Note
Access to this page requires authorization. You can try signing in or changing directories.
Access to this page requires authorization. You can try changing directories.
Solution ideas
This article describes a solution idea. Your cloud architect can use this guidance to help visualize the major components for a typical implementation of this architecture. Use this article as a starting point to design a well-architected solution that aligns with your workload's specific requirements.
This article describes an end-to-end modernization plan for mainframe and midrange data sources. Modernization helps improve scalability and performance for mission-critical workloads.
Apache®, Spark, and the flame logo are either registered trademarks or trademarks of the Apache Software Foundation in the United States and/or other countries. No endorsement by The Apache Software Foundation is implied by the use of these marks.
Architecture
Download a Visio file of this architecture.
Data flow
The following data flow corresponds to the previous diagram:
Mainframe and midrange systems store data in the following data sources.
File systems:
Virtual Storage Access Method (VSAM)
Flat files
Linear Tape File System
Relational databases:
Db2 for z/OS
Db2 for IBM i
Db2 for Linux, Unix, and Windows
Nonrelational databases:
Information Management System (IMS)
Adabas
Integrated Database Management System (IDMS)
The object conversion process extracts object definitions from source objects. The process converts the definitions into corresponding objects in the target data store.
Microsoft SQL Server Migration Assistant for Db2 migrates schemas and data from IBM Db2 databases to Azure databases.
Managed Data Provider for Host Files converts objects. Managed Data Provider for Host Files:
Parses COBOL and Report Program Generator record layouts, or copybooks.
Maps the copybooks to C# objects that .NET applications use.
The Db2toAzurePostgreSQL AI-powered Db2 to PostgreSQL schema converter tool migrates database objects from Db2 to Azure Database for PostgreSQL.
Partner tools perform automated object conversion on nonrelational databases, file systems, and other data stores.
Data is ingested and transformed. Mainframe and midrange systems store their file system data in EBCDIC-encoded format in file formats like:
Indexed VSAM files.
Nonindexed Generation Data Group (GDG) files.
Flat files
COBOL, PL/I, and assembly language copybooks define the data structure of these files.
a. FTP transfers mainframe and midrange file system datasets and their corresponding copybooks to Azure. These datasets have single layouts and unpacked fields in binary format.
b. Data conversion uses custom programs that rely on the host file component of Host Integration Server or the built-in connector for IBM host files in Azure Logic Apps.
The Spark Notebook converter uses open-source Spark frameworks and works with Spark environments such as Microsoft Fabric and Azure Databricks.
c. The solution migrates relational database data.

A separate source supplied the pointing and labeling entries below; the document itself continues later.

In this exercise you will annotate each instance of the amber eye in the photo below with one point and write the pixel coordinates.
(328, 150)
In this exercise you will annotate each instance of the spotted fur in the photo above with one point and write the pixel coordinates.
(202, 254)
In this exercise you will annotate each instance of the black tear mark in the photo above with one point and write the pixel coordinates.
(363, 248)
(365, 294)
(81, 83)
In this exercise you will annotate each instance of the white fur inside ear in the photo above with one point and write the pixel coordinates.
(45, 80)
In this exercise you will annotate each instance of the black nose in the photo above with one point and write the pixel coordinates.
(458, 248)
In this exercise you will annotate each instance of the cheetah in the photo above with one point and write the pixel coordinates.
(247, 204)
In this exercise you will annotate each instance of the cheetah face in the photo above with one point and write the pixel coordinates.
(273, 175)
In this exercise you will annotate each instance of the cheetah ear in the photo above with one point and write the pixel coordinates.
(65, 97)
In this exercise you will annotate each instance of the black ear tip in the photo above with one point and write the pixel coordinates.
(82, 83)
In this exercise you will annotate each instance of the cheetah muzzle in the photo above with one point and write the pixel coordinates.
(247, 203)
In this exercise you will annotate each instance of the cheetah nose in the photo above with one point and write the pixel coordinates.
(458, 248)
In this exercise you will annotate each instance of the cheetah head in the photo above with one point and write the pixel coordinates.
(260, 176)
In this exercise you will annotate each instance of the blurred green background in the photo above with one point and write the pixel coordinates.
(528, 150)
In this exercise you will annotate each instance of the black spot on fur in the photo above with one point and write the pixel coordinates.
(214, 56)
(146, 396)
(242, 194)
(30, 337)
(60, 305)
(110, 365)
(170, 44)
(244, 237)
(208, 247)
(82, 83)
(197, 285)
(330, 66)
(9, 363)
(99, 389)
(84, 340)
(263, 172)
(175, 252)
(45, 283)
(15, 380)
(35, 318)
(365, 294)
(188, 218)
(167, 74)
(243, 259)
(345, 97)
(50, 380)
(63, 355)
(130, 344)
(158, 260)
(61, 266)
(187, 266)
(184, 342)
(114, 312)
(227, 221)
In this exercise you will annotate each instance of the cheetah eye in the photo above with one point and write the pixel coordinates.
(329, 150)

IBM mainframe and midrange systems store data in relational databases like:
The following services migrate the database data:
Azure Data Factory uses a Db2 connector to extract and integrate data from the databases.
SQL Server Integration Services manages data extract, transform, and load tasks.

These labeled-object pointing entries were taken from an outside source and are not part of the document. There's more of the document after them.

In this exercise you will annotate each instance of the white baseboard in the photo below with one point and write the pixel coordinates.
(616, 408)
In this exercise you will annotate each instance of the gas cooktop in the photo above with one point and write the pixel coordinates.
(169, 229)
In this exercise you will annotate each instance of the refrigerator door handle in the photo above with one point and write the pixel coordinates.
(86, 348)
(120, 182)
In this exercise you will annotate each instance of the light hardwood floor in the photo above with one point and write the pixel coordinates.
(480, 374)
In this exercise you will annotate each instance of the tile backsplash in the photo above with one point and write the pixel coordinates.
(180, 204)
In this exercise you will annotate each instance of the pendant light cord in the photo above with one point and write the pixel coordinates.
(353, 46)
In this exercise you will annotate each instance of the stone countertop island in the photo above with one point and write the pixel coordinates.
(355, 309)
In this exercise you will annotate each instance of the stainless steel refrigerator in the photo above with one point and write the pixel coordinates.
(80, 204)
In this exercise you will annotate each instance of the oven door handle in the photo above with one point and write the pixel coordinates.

Fabric Data Factory uses the IBM Db2 connector to migrate Db2 data.
d. Nonrelational database data is migrated.
IBM mainframe and midrange systems store data in nonrelational databases, including:
IDMS, a network model database management system (DBMS).
IMS, a hierarchical model DBMS.
Partner products integrate data from these databases.
Azure tools like Azure Data Factory and AzCopy load data into Azure databases and Azure data storage. You can also use partner solutions and custom loading solutions to load data.
Azure provides various database services, including fully managed relational database services, like Azure SQL Database, and NoSQL options, like Azure Cosmos DB. These services are designed for scalability, flexibility, and global distribution.
Azure also provides a range of storage solutions, including Azure Blob Storage for unstructured data and Azure Files for fully managed file shares.
Azure services use the modernized data tier for computing, analytics, storage, and networking.
Client applications also use the modernized data tier.
Components
This architecture uses the following components.
Data storage
Azure Cosmos DB is a globally distributed, multiple-model database. In this architecture, Azure Cosmos DB serves as a scalable NoSQL target for nonrelational mainframe database modernization.
Azure Database for MySQL is a fully managed relational database service based on the community edition of the open-source MySQL database engine. In this architecture, Azure Database for MySQL provides another relational database target option for migrated mainframe data.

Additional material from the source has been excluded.